Compliance & Regulation

SRA Cybersecurity Requirements: What UK Law Firms Must Have in Place

The Solicitors Regulation Authority does not publish a checklist of required security controls — but that ambiguity is not your friend. Through its Thematic Reviews, enforcement actions, and the 2023 warning notice on cyber risks, the SRA has made clear that firms without documented, tested security programmes are in breach of their regulatory obligations. The question is not whether the SRA cares about cybersecurity. It is whether your firm can demonstrate it does too.

The SRA issued a formal warning notice on cyber risks in 2023 — the first of its kind for the profession.

What the SRA Standards and Regulations Actually Say

The SRA does not prescribe specific technical standards, but its Standards and Regulations create clear obligations that cybersecurity controls must satisfy:

  • Principle 2: Act in a way that upholds public trust in the solicitors profession — a breach that harms clients damages that trust
  • Principle 7: Act in the best interests of each client — which includes protecting their confidential information
  • Code of Conduct 6.3: Firms must have systems and controls to ensure compliance with all regulatory obligations
  • Code of Conduct 6.4: Firms must monitor the compliance of all managers and employees
  • IB 7.3: Firms must have effective systems and controls in place to prevent inadvertent or reckless breaches of client confidentiality
  • Rule 4.1 (Accounts Rules): Client money must be protected — including from cybercrime

What the SRA's 2023 Warning Notice Means for Your Firm

In April 2023, the SRA issued a warning notice reminding firms of their obligations when handling cyber attacks. The notice made clear: firms are expected to have documented cyber incident response plans, to report cyber incidents that may affect client confidentiality or client money to the SRA, and to co-operate fully with the SRA's investigation. Critically, the notice confirmed that failure to have adequate controls in place — not just the attack itself — can constitute a regulatory breach.

The Controls the SRA Expects to See

Based on the SRA's Thematic Reviews and enforcement decisions, regulators expect firms to have documented evidence of:

  • A written information security policy, reviewed annually, approved by the firm's senior management
  • Staff security awareness training — conducted at induction and at least annually thereafter
  • A documented cyber incident response plan, tested in the last 12 months
  • Multi-factor authentication (MFA) on all email accounts, client portals, and remote access systems
  • Regular backups tested for restoration — not just taken
  • Vendor/supplier due diligence for any third party handling client data
  • A record of any cyber incidents reported to the SRA and the ICO

How Kyanite Blue Helps Firms Meet SRA Expectations

Our stack was selected for professional services firms where documentation and accountability matter as much as technical controls. Coro provides the endpoint protection and email security that defends your fee earners. Hadrian identifies exposed client portals and case management systems before attackers do. Panorays automates your third-party risk assessments. And Collective IP provides the managed security oversight that small and mid-size firms need without an in-house security team. Everything produces the audit trail the SRA expects to see.
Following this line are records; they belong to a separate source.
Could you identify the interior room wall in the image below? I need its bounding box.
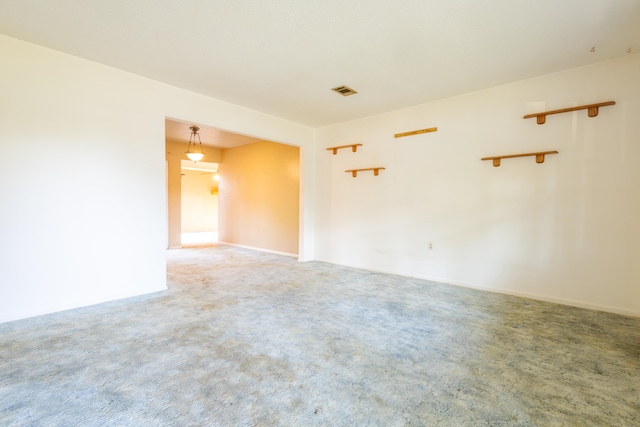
[316,55,640,316]
[218,141,300,255]
[0,36,314,321]
[181,169,218,233]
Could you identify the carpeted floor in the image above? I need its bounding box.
[0,245,640,426]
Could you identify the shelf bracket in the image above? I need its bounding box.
[523,101,616,125]
[327,144,362,156]
[480,151,558,168]
[345,167,384,178]
[393,128,438,138]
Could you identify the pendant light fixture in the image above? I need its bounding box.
[185,126,204,163]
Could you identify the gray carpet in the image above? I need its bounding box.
[0,245,640,426]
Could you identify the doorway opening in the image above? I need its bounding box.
[165,118,301,256]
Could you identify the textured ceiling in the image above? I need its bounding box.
[0,0,640,127]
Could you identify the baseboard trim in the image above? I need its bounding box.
[218,240,298,258]
[316,259,640,317]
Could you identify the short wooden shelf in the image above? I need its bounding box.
[481,151,558,168]
[327,144,362,155]
[345,167,384,178]
[393,128,438,138]
[523,101,616,125]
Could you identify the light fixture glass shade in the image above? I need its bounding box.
[187,152,204,162]
[184,126,204,163]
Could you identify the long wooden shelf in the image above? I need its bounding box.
[523,101,616,125]
[327,144,362,155]
[480,151,558,168]
[345,167,384,178]
[393,128,438,138]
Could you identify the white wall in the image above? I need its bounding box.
[0,36,314,321]
[316,55,640,315]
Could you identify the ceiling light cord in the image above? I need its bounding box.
[185,126,204,163]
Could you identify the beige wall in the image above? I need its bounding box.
[219,141,300,254]
[180,169,218,233]
[165,141,221,248]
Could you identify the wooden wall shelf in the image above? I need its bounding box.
[523,101,616,125]
[345,168,384,178]
[393,128,438,138]
[481,151,558,168]
[327,144,362,155]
Frequently Asked Questions

Does the SRA require firms to have Cyber Essentials certification?

The SRA does not mandate Cyber Essentials specifically, but many cyber insurers and larger clients now do. Cyber Essentials demonstrates the baseline controls the SRA expects — MFA, patching, firewall configuration, access controls — and is strongly recommended as a minimum for any SRA-regulated firm.

Must we report a cyber attack to the SRA?

You must report to the SRA any incident that has resulted in, or risks resulting in, a breach of client confidentiality, loss of client money, or significant operational disruption. You should also consider whether the ICO must be notified within 72 hours under GDPR. When in doubt, report.

What happens if the SRA investigates our firm after a cyber attack?

The SRA will examine whether you had adequate controls in place before the attack, whether you responded appropriately, and whether you reported the incident correctly. Firms that had documented controls and responded properly typically receive no sanction. Firms that had no controls and failed to report face formal regulatory action — including fines, conditions on practice, and in serious cases, intervention.